Expected: the auth probe and runtime no longer fail solely because the SDK init message reports host-discovered slash commands, skills, or agents.

Task 4: Correct user-facing docs wording

Files:

  • Modify: docs-site/content/docs/guides/llm-configuration.mdx

  • Modify: docs-site/content/docs/guides/building-context.mdx

  • Step 1: Update the LLM configuration guide wording

In docs-site/content/docs/guides/llm-configuration.mdx, replace lines 39-41 with:

`claude-code` keeps KTX tool boundaries intact. KTX exposes only the MCP tools
needed for the current KTX agent loop, disables Claude Code built-in tools,
keeps plugins empty, and denies every non-KTX tool request through
`canUseTool`. The Claude Agent SDK may still report host-discovered slash
commands, skills, and subagent names in init metadata; that metadata is not an
execution grant for KTX agent loops.
  • Step 2: Update the building context guide wording

In docs-site/content/docs/guides/building-context.mdx, replace lines 61-63 with:

When you use `claude-code`, KTX still controls the tool surface for ingest and
memory capture. Claude Code built-in tools, discovered MCP servers, plugins,
skills, agents, and slash commands are not invokable by KTX agent loops unless
they are exact KTX MCP tools for the current run.
  • Step 3: Run docs tests

Run:

pnpm --filter ktx-docs run test

Expected: PASS.

  • Step 4: Commit docs wording

Run:

git add docs-site/content/docs/guides/llm-configuration.mdx docs-site/content/docs/guides/building-context.mdx
git commit -m "docs: clarify claude-code host discovery metadata"

Expected: user docs describe invocation control rather than promising zero host-discovery metadata.

Task 5: Final verification

Files:

  • Verify: docs/superpowers/specs/2026-05-15-claude-code-backend-design.md

  • Verify: packages/context/src/llm/claude-code-runtime.ts

  • Verify: packages/context/src/llm/claude-code-runtime.test.ts

  • Verify: docs-site/content/docs/guides/llm-configuration.mdx

  • Verify: docs-site/content/docs/guides/building-context.mdx

  • Step 1: Run targeted runtime tests

Run:

pnpm --filter @ktx/context exec vitest run src/llm/claude-code-runtime.test.ts src/llm/runtime-tools.test.ts src/llm/claude-code-env.test.ts

Expected: PASS.

  • Step 2: Run package type-check

Run:

pnpm --filter @ktx/context run type-check

Expected: PASS.

  • Step 3: Run docs verification

Run:

pnpm --filter ktx-docs run test

Expected: PASS.

  • Step 4: Run dead-code checks

Run:

pnpm run dead-code

Expected: PASS or only pre-existing unrelated findings.

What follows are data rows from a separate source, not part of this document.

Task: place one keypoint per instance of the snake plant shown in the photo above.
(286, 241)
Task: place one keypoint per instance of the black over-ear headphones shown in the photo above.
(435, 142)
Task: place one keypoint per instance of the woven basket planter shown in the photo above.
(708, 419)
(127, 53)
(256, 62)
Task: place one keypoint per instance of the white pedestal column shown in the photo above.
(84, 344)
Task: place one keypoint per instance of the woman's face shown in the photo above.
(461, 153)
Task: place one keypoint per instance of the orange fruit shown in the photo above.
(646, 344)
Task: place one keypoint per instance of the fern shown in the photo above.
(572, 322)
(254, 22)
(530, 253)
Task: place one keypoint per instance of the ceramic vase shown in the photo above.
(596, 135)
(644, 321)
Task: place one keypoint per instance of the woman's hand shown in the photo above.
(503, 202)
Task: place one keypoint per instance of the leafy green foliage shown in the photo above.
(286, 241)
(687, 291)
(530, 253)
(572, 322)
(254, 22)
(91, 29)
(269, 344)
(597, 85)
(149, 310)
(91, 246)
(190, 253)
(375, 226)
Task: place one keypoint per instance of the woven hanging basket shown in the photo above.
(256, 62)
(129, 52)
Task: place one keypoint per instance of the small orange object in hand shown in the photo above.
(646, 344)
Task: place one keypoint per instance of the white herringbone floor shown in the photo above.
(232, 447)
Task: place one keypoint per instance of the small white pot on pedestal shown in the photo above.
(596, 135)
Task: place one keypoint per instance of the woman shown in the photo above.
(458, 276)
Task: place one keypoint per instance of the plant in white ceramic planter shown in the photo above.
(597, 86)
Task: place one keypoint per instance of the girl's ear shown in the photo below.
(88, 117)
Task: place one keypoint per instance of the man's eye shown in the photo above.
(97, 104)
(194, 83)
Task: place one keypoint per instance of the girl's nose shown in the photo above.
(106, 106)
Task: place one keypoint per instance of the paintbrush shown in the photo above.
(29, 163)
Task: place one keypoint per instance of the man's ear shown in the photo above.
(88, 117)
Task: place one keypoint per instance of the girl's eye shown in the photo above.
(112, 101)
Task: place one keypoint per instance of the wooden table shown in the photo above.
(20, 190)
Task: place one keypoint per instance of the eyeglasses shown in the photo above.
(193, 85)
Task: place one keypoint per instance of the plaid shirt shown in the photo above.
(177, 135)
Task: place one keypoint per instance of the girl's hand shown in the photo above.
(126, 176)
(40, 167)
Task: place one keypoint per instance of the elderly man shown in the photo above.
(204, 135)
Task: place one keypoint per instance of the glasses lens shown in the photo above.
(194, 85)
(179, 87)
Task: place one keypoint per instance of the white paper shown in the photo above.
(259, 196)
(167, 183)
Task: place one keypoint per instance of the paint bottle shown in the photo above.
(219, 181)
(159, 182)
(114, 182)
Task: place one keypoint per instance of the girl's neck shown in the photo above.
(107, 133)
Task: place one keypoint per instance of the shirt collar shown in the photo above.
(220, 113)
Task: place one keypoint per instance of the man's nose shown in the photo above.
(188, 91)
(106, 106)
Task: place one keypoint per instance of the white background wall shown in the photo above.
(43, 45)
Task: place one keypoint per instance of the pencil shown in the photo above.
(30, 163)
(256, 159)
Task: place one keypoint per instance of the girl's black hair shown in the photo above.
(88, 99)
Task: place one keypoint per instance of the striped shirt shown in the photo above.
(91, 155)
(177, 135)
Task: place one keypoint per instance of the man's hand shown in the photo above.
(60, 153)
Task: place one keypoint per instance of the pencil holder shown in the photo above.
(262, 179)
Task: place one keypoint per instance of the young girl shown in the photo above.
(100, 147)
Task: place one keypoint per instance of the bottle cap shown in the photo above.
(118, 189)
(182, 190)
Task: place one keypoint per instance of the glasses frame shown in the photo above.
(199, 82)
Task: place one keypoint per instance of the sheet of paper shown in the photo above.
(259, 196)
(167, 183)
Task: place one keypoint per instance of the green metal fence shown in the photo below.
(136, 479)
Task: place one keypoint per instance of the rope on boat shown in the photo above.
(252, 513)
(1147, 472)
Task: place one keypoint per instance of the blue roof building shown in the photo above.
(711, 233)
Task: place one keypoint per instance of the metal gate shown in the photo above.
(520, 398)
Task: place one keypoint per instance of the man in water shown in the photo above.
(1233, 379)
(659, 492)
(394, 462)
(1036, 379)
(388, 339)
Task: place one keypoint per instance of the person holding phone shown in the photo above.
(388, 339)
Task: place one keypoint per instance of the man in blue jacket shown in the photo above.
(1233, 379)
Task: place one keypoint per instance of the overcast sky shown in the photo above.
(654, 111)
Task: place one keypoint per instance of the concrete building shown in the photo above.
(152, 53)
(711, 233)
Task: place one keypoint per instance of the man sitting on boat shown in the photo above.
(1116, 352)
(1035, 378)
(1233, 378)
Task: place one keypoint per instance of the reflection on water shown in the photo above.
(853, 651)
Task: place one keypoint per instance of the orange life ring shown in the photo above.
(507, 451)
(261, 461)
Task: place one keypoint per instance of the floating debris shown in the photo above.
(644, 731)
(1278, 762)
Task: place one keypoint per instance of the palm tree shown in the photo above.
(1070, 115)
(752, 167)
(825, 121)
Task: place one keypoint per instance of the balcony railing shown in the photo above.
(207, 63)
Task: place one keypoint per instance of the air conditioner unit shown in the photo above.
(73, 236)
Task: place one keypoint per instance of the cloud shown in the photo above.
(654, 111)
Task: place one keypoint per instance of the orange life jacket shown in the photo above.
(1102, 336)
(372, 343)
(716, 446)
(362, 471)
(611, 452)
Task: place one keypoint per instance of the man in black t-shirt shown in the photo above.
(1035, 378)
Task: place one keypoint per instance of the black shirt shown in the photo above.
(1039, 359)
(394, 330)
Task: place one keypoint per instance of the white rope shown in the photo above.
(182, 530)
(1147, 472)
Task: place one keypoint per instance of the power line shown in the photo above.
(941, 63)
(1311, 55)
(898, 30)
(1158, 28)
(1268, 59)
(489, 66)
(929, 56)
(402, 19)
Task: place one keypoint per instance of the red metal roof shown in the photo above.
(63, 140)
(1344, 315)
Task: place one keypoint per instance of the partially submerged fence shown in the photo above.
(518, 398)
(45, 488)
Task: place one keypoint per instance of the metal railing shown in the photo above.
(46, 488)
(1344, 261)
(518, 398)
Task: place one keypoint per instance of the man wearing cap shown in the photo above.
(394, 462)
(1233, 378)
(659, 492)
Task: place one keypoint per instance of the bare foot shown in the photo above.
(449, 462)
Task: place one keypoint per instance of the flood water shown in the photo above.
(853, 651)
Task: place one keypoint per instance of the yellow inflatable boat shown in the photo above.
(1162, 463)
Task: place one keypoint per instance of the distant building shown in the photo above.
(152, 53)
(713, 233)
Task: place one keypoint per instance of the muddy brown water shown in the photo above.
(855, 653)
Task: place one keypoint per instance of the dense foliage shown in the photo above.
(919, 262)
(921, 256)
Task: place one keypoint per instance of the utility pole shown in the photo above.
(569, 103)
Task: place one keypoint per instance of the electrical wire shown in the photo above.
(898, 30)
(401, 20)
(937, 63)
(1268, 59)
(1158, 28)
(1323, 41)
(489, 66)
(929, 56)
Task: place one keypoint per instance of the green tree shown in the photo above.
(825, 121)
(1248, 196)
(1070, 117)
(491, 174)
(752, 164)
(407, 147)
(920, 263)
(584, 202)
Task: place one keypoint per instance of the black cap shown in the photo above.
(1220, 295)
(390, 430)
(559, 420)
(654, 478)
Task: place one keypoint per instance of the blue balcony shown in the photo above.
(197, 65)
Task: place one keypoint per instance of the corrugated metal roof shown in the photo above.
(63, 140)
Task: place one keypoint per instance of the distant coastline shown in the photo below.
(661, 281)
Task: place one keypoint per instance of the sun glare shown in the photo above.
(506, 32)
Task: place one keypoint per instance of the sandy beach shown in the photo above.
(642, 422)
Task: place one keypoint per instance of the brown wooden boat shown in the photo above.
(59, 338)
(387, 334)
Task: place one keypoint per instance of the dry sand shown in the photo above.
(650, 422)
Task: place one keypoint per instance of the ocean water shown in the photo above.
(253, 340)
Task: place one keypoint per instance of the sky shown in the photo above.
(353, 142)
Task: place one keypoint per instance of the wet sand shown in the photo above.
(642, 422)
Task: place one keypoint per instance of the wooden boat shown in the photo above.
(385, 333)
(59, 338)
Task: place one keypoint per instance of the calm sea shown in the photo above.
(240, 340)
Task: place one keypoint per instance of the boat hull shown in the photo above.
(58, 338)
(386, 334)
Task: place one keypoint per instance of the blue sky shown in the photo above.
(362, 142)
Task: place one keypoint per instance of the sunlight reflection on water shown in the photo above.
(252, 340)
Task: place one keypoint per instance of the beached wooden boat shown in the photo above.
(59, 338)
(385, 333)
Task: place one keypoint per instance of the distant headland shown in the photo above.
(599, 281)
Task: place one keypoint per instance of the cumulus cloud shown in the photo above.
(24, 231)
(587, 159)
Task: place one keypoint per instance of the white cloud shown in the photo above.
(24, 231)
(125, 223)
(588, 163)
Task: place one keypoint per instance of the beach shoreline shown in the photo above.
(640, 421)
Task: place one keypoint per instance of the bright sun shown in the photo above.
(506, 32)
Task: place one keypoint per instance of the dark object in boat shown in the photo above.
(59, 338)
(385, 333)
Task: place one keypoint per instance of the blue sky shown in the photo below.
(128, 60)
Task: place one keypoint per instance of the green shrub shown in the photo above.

Investigate and fix any finding caused by the runtime assertion or test changes.

  • Step 5: Inspect git status

Run:

git status --short

Expected: only files from this plan are modified, or the working tree is clean if each task was committed.

Self-review

  • Spec coverage: This plan addresses the v1-blocking auth probe failure, aligns the spec with the SDK contract, preserves the real KTX execution boundary, and adds regression coverage for non-empty host-discovered slash_commands, skills, and agents in both auth probe and runtime paths.
  • Placeholder scan: No placeholder markers remain. Every code-changing step includes exact file paths, code blocks, commands, and expected results.
  • Type consistency: The plan uses existing names from the codebase: ClaudeCodeKtxLlmRuntime, runClaudeCodeAuthProbe, initMessage, resultMessage, assertInitIsolation, mcpToolIds, KtxRuntimeToolSet, and canUseTool.